My expectations were high going into this book and in the end, it didn't wow me. The story felt long and meandering and the main character, Toby, never really grabbed my interest. There were elements of the mystery that I enjoyed and the reveal was satisfying, but much of the book felt like a slog to get through.
I liked this book more and more as it went on. The setting of the Ivy House is rich, nostalgic and beautifully described, which becomes a contrast to the dark things that happened there beyond Toby's privileged ignorance. Though the pacing was a bit slow, it ended up developing beyond a straightforward mystery into a nuanced piece about the harm that comes from complacency in those with power.
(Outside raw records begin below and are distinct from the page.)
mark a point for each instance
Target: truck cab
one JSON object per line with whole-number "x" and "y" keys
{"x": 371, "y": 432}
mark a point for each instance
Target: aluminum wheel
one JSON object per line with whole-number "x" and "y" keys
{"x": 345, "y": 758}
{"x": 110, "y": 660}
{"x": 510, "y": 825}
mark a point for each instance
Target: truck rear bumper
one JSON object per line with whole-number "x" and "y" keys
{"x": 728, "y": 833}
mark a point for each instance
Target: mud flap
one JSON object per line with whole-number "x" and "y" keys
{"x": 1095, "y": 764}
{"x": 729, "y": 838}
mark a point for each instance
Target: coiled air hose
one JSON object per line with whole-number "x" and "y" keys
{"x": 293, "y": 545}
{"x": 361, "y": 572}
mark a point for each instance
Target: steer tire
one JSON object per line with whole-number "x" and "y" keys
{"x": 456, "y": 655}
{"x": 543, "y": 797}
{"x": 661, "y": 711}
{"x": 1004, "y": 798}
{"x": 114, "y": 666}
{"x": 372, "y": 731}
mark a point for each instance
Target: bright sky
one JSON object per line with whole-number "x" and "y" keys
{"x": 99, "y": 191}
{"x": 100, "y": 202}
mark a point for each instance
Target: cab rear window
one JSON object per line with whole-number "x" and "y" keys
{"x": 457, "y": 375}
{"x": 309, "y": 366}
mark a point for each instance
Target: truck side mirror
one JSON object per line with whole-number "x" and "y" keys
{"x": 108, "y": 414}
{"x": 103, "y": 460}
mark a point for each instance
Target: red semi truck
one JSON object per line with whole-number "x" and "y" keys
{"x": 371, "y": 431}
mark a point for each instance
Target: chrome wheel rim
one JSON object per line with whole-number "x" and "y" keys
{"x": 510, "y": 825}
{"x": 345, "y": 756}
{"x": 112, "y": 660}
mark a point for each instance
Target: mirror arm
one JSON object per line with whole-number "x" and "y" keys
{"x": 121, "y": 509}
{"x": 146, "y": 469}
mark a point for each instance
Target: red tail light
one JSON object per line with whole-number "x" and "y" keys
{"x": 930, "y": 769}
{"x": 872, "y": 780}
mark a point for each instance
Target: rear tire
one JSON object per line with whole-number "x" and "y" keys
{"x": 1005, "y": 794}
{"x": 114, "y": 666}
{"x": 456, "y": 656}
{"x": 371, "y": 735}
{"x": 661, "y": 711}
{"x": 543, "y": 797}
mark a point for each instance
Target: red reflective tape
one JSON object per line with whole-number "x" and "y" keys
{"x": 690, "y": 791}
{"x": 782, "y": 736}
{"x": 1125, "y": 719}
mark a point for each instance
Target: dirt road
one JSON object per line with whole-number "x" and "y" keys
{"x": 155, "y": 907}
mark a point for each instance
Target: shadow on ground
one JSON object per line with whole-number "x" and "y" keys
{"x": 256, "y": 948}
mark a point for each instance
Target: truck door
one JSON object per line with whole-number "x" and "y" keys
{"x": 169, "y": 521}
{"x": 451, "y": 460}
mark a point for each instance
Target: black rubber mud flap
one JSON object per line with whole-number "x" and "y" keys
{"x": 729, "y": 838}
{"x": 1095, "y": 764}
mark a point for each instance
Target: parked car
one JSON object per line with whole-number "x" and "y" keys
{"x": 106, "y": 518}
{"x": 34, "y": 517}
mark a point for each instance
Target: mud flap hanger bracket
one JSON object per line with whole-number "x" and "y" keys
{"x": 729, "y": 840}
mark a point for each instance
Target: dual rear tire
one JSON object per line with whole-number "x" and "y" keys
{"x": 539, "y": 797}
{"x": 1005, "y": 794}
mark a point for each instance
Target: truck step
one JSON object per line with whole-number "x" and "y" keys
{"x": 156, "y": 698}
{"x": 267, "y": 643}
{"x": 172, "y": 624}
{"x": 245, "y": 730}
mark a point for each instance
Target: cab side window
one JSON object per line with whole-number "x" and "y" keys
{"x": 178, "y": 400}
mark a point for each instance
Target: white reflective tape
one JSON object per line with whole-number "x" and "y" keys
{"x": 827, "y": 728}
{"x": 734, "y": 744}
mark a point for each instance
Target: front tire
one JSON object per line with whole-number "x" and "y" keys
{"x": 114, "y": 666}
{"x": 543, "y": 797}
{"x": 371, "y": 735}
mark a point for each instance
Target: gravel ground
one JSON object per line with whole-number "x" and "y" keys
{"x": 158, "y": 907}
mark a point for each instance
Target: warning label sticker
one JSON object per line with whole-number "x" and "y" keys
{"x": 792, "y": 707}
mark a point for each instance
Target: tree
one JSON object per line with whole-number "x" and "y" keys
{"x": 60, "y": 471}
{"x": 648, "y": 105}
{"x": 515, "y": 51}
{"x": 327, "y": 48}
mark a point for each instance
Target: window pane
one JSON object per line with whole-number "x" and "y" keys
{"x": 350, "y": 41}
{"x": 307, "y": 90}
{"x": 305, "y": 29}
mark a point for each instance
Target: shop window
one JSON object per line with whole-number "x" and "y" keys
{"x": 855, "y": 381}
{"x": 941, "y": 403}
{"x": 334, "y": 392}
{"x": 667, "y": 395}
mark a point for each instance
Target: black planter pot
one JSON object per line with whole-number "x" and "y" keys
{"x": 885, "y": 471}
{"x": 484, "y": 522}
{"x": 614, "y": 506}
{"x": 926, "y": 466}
Where do I begin? I hated this book, to put it plainly. I had the murderer figured out before I knew who was murdered, which is understandable as this book is about 250 pages longer than necessary. I always know I'm going to dislike a book if Stephen King has given it any sort of accolade. (His plots are decent, but his writing is wack. Fight me.) The main character had no depth, he was just a self-involved asshole, and his girlfriend was the typical delicate waif that reacts perfectly to everything main character douche-lord says or does for their 3 year relationship. The murder reveal and burglar reveal was as anti-climactic as it could be, not to mention the information dump that was the last chapter. I'm just woefully unimpressed with this book. Seemingly endless tedium.
If this book was half as long and had maybe one less ending it might have been at least decent.